Mildred Loving,, who successfully challenged Virginia’s law that barred inter-racial marriage died this week. In the landmark case Loving v. Virginia, the United States Supreme Court unanimously struck down Virginia’s miscegenation law as it violated the equal protection clause of the Constitution.
Mrs. Loving’s obituary in the New York Times presents a haunting account of her case, her life and the cruel effects of the miscegenation laws:
By their own widely reported accounts, Mrs. Loving and her husband, Richard, were in bed in their modest house in Central Point in the early morning of July 11, 1958, five weeks after their wedding, when the county sheriff and two deputies, acting on an anonymous tip, burst into their bedroom and shined flashlights in their eyes. A threatening voice demanded, “Who is this woman you’re sleeping with?”
Mrs. Loving answered, “I’m his wife.”
Mr. Loving pointed to the couple’s marriage certificate hung on the bedroom wall. The sheriff responded, “That’s no good here.”
The certificate was from Washington, D.C., and under Virginia law, a marriage between people of different races performed outside Virginia was as invalid as one done in Virginia. At the time, it was one of 16 states that barred marriages between races.
After Mr. Loving spent a night in jail and his wife several more, the couple pleaded guilty to violating the Virginia law, the Racial Integrity Act. Under a plea bargain, their one-year prison sentences were suspended on the condition that they leave Virginia and not return together or at the same time for 25 years.
Judge Leon M. Bazile, in language Chief Justice Warren would recall, said that if God had meant for whites and blacks to mix, he would have not placed them on different continents. Judge Bazile reminded the defendants that “as long as you live you will be known as a felon.”
They paid court fees of $36.29 each, moved to Washington and had three children. They returned home occasionally, never together. But times were tough financially, and the Lovings missed family, friends and their easy country lifestyle in the rolling Virginia hills.
By 1963, Mrs. Loving could stand the ostracism no longer. Inspired by the civil rights movement and its march on Washington, she wrote Attorney General Robert F. Kennedy and asked for help. He wrote her back, and referred her to the American Civil Liberties Union.

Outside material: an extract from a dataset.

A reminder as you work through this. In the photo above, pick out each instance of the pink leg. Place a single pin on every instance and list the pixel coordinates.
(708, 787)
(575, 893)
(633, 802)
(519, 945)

The A.C.L.U. took the case. Its lawyers, Bernard S. Cohen and Philip J. Hirschkop, faced an immediate problem: the Lovings had pleaded guilty and had no right to appeal. So they asked Judge Bazile to set aside his original verdict. When he refused, they appealed. The Virginia Supreme Court of Appeals upheld the lower court, and the case went to the United States Supreme Court.
Mr. Cohen recounted telling Mr. Loving about various legal theories applying to the case. Mr. Loving replied, “Mr. Cohen, tell the court I love my wife, and it is just unfair that I can’t live with her in Virginia.”
Mildred Delores Jeter’s family had lived in Caroline County, Va., for generations, as had the family of Richard Perry Loving. The area was known for friendly relations between races, even though marriages were forbidden. Many people were visibly of mixed race, with Ebony magazine reporting in 1967 that black “youngsters easily passed for white in neighboring towns.”
Mildred’s mother was part Rappahannock Indian, and her father was part Cherokee. She preferred to think of herself as Indian rather than black.
Mildred and Richard began spending time together when he was a rugged-looking 17 and she was a skinny 11-year-old known as Bean. He attended an all-white high school for a year, and she reached 11th grade at an all-black school.
When Mildred became pregnant at 18, they decided to do what was elsewhere deemed the right thing and get married. They both said their initial motive was not to challenge Virginia law.
“We have thought about other people,” Mr. Loving said in an interview with Life magazine in 1966, “but we are not doing it just because somebody had to do it and we wanted to be the ones. We are doing it for us.”
In his classic study of segregation, “An American Dilemma,” Gunnar Myrdal wrote that “the whole system of segregation and discrimination is designed to prevent eventual inbreeding of the races.”
But miscegenation laws struck deeper than other segregation acts, and the theory behind them leads to chaos in other facets of law. This is because they make any affected marriage void from its inception. Thus, all children are illegitimate; spouses have no inheritance rights; and heirs cannot receive death benefits.
“When any society says that I cannot marry a certain person, that society has cut off a segment of my freedom,” the Rev. Dr. Martin Luther King Jr. said in 1958.
Virginia’s law had been on the books since 1662, adopted a year after Maryland enacted the first such statute. At one time or another, 38 states had miscegenation laws. State and federal courts consistently upheld the prohibitions, until 1948, when the California Supreme Court overturned California’s law.
Though the Supreme Court’s 1967 decision in the Loving case struck down miscegenation laws, Southern states were sometimes slow to change their constitutions; Alabama became the last state to do so, in 2000.